Reputation: 26679
I am getting some strange errors that are difficult to debug. I am running a simple UDF JavaScript mapper which maps the JSON data and imports it into BigQuery. I've run other UDF functions previously and never encountered such errors.
Is there any way to debug (with the actual debugger or at least with console.log or similar) the Dataflow templates UDF errors?
The error in question:
exception: "java.lang.RuntimeException: org.apache.beam.sdk.util.UserCodeException: java.lang.RuntimeException: java.lang.RuntimeException: org.json.JSONException: A JSONObject text must begin with '{' at 1 [character 2 line 1]
at com.google.cloud.dataflow.worker.GroupAlsoByWindowsParDoFn$1.output(GroupAlsoByWindowsParDoFn.java:183)
at com.google.cloud.dataflow.worker.GroupAlsoByWindowFnRunner$1.outputWindowedValue(GroupAlsoByWindowFnRunner.java:101)
at com.google.cloud.dataflow.worker.util.BatchGroupAlsoByWindowReshuffleFn.processElement(BatchGroupAlsoByWindowReshuffleFn.java:54)
at com.google.cloud.dataflow.worker.util.BatchGroupAlsoByWindowReshuffleFn.processElement(BatchGroupAlsoByWindowReshuffleFn.java:37)
at com.google.cloud.dataflow.worker.GroupAlsoByWindowFnRunner.invokeProcessElement(GroupAlsoByWindowFnRunner.java:114)
...
It's very difficult to say what this error is about: is this input data that is mis-formatted or output JSON from the UDF?
I've tried everything so far:
{}
)Any tips on debugging Dataflow UDF Javascript would be highly appreciated.

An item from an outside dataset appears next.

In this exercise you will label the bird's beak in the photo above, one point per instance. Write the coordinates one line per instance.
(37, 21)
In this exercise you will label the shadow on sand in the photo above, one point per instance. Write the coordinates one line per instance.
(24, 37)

Is the source code of these Java classes available anywhere online?
Upvotes: 2
Views: 1429
Reputation: 437
Be careful when copying the sample schema to the Text Files on Cloud Storage to BigQuery template from Cloud Console: it brings BigQuery Schema
, with two blank spaces between the words.

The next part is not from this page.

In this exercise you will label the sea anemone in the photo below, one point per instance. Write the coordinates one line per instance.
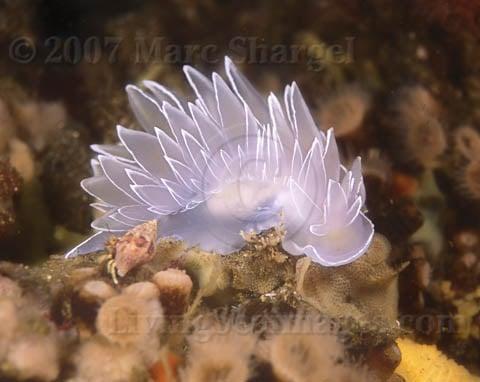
(345, 111)
(467, 142)
(417, 123)
(231, 161)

I received a java.lang.RuntimeException: org.json.JSONException: JSONObject["BigQuery Schema"] not found
multiple times before figuring out what was going on, using a schema based on such a Cloud Console sample...
Upvotes: 0
Reputation: 26679
In this case the culprit turned out to be the BigQuery Schema, which needs to be wrapped into the JSON object:
{
"BigQuery Schema": [
... schema goes here
]
}
The following code could be useful for debugging: TextIOToBigQuery.java
See the repo: https://github.com/GoogleCloudPlatform/DataflowTemplates
Upvotes: 4